I know that as a believer I have the Holy Spirit (Romans 8:9-10) but I also know that I need to be filled with His Spirit (Galatians 5:16,25, 1 Thes. 5:19) . There is a difference. As I minister in the inner city I am coming up against issues and powers so much bigger than what I can handle (poverty, prostitution, addiction, disease, joblessness, gangs, violence, learning disabilities, academic failure, broken families, systemic injustice). I need, we need, a power greater than ourselves for strength to persevere, for deliverance, and for true transformation in the face of what the world says is impossible. “What is impossible with man is possible with God.”
3. White people do things differently…and that’s okay.
Okay, obviously there are some generalizations here but knowledge of cultural patterns are helpful…some we can learn from and some need redeeming.
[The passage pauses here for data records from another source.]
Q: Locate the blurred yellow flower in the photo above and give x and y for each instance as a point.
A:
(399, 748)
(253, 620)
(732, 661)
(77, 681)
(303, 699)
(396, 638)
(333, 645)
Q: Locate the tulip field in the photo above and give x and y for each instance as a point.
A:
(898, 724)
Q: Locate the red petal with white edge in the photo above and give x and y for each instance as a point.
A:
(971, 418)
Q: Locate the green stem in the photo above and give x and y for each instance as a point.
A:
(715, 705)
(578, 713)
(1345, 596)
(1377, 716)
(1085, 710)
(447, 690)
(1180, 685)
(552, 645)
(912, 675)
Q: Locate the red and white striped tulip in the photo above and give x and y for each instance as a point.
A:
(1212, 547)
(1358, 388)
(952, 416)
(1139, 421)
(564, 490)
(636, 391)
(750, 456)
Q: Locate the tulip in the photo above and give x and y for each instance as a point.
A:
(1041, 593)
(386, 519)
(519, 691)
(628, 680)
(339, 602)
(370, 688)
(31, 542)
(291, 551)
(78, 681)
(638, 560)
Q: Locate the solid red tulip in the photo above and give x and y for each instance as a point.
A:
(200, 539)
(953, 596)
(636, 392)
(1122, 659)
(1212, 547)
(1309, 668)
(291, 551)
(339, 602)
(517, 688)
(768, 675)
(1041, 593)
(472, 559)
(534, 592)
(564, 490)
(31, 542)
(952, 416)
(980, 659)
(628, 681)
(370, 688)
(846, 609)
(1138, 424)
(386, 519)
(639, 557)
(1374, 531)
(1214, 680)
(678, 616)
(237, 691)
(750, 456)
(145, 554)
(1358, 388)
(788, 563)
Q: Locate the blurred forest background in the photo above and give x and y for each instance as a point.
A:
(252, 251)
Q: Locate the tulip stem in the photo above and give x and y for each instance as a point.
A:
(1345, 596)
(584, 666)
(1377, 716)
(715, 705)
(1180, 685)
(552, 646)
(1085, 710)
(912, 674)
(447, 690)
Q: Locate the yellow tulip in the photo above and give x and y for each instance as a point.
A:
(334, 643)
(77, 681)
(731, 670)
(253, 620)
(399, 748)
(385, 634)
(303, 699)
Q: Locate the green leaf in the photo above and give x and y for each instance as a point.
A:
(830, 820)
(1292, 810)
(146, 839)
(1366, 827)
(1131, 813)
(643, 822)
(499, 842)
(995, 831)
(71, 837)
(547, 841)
So moving into the inner city I was prepping myself for the culture shock of entering into the inner city…what I wasn’t prepared for was the culture shock of entering into my Servant Partners team. Out of 8 of us in the original team God brought me to, 5 are Caucasian-American (as for the other three, there was me, a Japanese-American, 1 Nigeran-American, and 1 half Caucasian and half Chinese-American). I didn’t realize how steeped my experience was in the Asian-American experience, and even minority experience (working and living amongst Blacks and Latinos) until I was faced with spending more time sharing life with White Americans then I ever had up to this point in my life (I know it’s strange for most of the U.S. but this is possible living in Los Angeles).
It was challenging to work through the differences racially and culturally (probably the two biggest differences were the ways younger people interact with older people and how decisions are made). In most Asian cultures there is more of an emphasis on respect for elders and those in positions of authority. In the white culture, at least in the group I was a part of, there is more of an emphasis on equal treatment regardless of age or position. In the Asian culture, of how I was raised, decision are made more by the people who are in roles of authority. In the white culture of our group decisions are made more by everyone weighing in on the decision no matter their role. This is not to say that one way of life is better than the other but that there is a difference of approach culturally and one must learn to work together with those who may not share the same background as yourself. I learned to roll with the group and the group learned to be flexible to my needs. Racial reconciliation is tough but sharing life together helps to break down barriers and, in God, we can learn from one another’s perspectives. We need each other to have a fuller picture of the Kingdom of God.
I’m sure there may be more lessons but those are the main ones that have surfaced thus far. Thank you Servant Partners Internship Team Class of 2013 and a special thanks to Papa B-Rad and DGrootie. And thank you God for leading me thus far.